What gear do you use?

I work too damn hard at this work I do to give free promotion to these camera brands. I was using a nice micro 4/3 camera for the last few years that served me so well until it broke and now I’m likely headed back to a DSLR as I move back towards making portraits and conceptual work. However, if I’m not shooting digital I am using instant cameras of all sorts – I also love using my 4×5 camera for particular portraits where that experience will lend itself to the moment. In fairness, I’d love to shoot that one much more, I enjoy how that camera has a way of enchanting the person that’s sitting for the portrait.

In addition to being a photographer, you’re also now a photo editor at West End Phoenix. Have any advice for photographers now that you’re on the other side?

Printed pieces will always get my attention quicker than emails. I wish I could have a better balance in fairness but right now, I know a printed piece will certainly get my curiosity to check your website sooner.

Instagram has become the place for me to find photographers as well. Having updated work on Instagram would be helpful in me finding your work.

Having unpublished work that relates to our newspaper is a solid way of getting possibly published.

Debra, who has a mixed cultural heritage of Black Nova Scotian and First Nations, is an outreach coordinator with a Halifax community organisation and the YWCA.
(Photo by Jalani Morgan.)

How does PhotoShelter help you in your day-to-day? Do you have a particular feature that’s your go-to?
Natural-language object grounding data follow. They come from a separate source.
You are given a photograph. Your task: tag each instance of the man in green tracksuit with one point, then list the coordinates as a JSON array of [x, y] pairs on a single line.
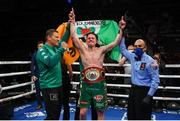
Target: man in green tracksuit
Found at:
[[48, 60]]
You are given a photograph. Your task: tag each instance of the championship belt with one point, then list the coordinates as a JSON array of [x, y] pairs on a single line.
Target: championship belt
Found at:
[[93, 75]]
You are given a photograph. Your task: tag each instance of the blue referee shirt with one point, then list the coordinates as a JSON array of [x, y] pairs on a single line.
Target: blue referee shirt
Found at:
[[144, 72]]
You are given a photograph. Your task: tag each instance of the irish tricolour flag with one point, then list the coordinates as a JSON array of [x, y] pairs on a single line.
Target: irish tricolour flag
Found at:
[[106, 30]]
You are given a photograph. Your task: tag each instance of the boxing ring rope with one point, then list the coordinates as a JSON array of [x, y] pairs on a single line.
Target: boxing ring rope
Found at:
[[15, 73], [75, 72]]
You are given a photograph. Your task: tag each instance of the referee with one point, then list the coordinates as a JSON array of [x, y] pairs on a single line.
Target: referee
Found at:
[[144, 79]]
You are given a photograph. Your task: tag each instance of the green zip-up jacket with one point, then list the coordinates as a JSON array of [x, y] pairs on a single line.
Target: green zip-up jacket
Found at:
[[49, 64]]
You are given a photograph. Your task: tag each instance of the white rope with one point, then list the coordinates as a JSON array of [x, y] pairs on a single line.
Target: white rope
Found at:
[[17, 96], [128, 75], [14, 62], [15, 73], [127, 96], [128, 86], [16, 86], [125, 65]]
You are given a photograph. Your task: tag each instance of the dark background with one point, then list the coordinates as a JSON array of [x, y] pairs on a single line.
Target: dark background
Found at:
[[24, 22]]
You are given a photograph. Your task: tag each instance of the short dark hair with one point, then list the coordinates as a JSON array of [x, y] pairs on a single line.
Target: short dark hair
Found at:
[[50, 32], [92, 34], [40, 42]]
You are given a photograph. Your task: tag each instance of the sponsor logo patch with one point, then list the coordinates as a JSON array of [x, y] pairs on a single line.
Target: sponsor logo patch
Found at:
[[83, 102]]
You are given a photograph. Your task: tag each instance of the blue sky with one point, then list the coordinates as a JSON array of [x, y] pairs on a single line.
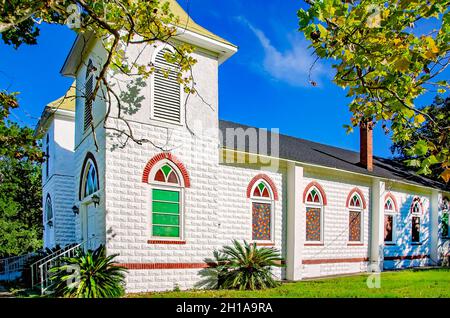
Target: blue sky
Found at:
[[265, 84]]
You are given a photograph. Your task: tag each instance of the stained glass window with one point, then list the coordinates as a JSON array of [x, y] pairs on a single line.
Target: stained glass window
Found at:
[[416, 210], [389, 228], [262, 208], [261, 191], [388, 206], [313, 224], [314, 216], [48, 211], [314, 196], [91, 180], [415, 236], [355, 201], [166, 174], [261, 216], [389, 221], [355, 226], [165, 213], [445, 230]]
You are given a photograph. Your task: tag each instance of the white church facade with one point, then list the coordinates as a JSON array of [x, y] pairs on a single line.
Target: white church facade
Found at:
[[165, 205]]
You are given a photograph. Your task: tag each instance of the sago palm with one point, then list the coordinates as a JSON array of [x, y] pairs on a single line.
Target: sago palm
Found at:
[[245, 266], [89, 274]]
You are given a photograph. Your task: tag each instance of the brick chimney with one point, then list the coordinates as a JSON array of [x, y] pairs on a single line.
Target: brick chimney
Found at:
[[366, 145]]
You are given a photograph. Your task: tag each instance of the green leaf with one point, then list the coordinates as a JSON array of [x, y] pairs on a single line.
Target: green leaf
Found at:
[[421, 148]]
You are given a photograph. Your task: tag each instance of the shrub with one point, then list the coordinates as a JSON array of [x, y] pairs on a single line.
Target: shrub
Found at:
[[89, 274], [245, 266]]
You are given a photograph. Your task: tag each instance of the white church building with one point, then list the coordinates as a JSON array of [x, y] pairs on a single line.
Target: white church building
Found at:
[[165, 205]]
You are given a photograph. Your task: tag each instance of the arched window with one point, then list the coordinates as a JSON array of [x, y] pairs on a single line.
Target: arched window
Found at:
[[390, 222], [356, 209], [262, 211], [88, 91], [48, 212], [314, 215], [445, 211], [416, 215], [166, 102], [89, 182], [167, 194]]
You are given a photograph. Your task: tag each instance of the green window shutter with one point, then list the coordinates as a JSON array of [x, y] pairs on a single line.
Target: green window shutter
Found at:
[[166, 231], [165, 213], [166, 219], [164, 195]]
Having access to my archive online has been great for those moments when I’m not at my main computer, and along with that having the mobile app to send images has been something that has been helpful in my day to day tasks. Lastly, the client proofing tool was a game changer for me. It solved my problem of having to go elsewhere to have a client proofing mechanism.
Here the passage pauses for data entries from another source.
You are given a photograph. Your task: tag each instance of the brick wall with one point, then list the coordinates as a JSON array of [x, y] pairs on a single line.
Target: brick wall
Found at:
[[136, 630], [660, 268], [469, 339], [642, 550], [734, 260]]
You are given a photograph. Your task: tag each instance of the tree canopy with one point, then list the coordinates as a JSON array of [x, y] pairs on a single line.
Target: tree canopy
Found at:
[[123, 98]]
You’ve got an amazing mix of portraits, photojournalism, and fashion photography on your site. Do you have a favorite? Why?

Thank you. I simply love making images. There are truly favourite moments in each of those ways of photography. Photojournalism is a responsibility that in some moments feels like I’m indexing a particularly special moment, and when it feels that way that feels like my favourite part. In making a portrait of someone, the nuances of the portrait sitting that aren’t seen in the photo are often my favourite parts as I’m left with something that will be adjacent in my mind when I harken back to the photo. In fashion photography, the moment we step on set there’s this combination of creative execution and creative problem solving with folks – the model, stylist, and make up artist – and that dance is my favourite part.

Yusra Khogali is a Sudanese-Canadian community organizer, activist, artist and educator. She is one of the founders of the Black Lives Matter Toronto movement. She recently graduated with a Masters of Arts degree in social justice education. (Photo by Jalani Morgan.)

What’s next for you?

My goal is to get the photo industry outside of Canada to see the work I make and care for. Also, I’m working on continuing a personal project that is centered in Blackness in baseball. Right now, I’m specifically focused on it from a Canadian context. There have been limited narratives about Black folks’ participation and excellence in baseball here in Canada and it’s in my personal interest to destabilize history by unearthing past narratives.

Is there anything you’d like to add?

There is a renaissance of Black Canadian photographers making great work. It’s my hope that we will see many of us commissioned in newspapers, magazines, and commercially.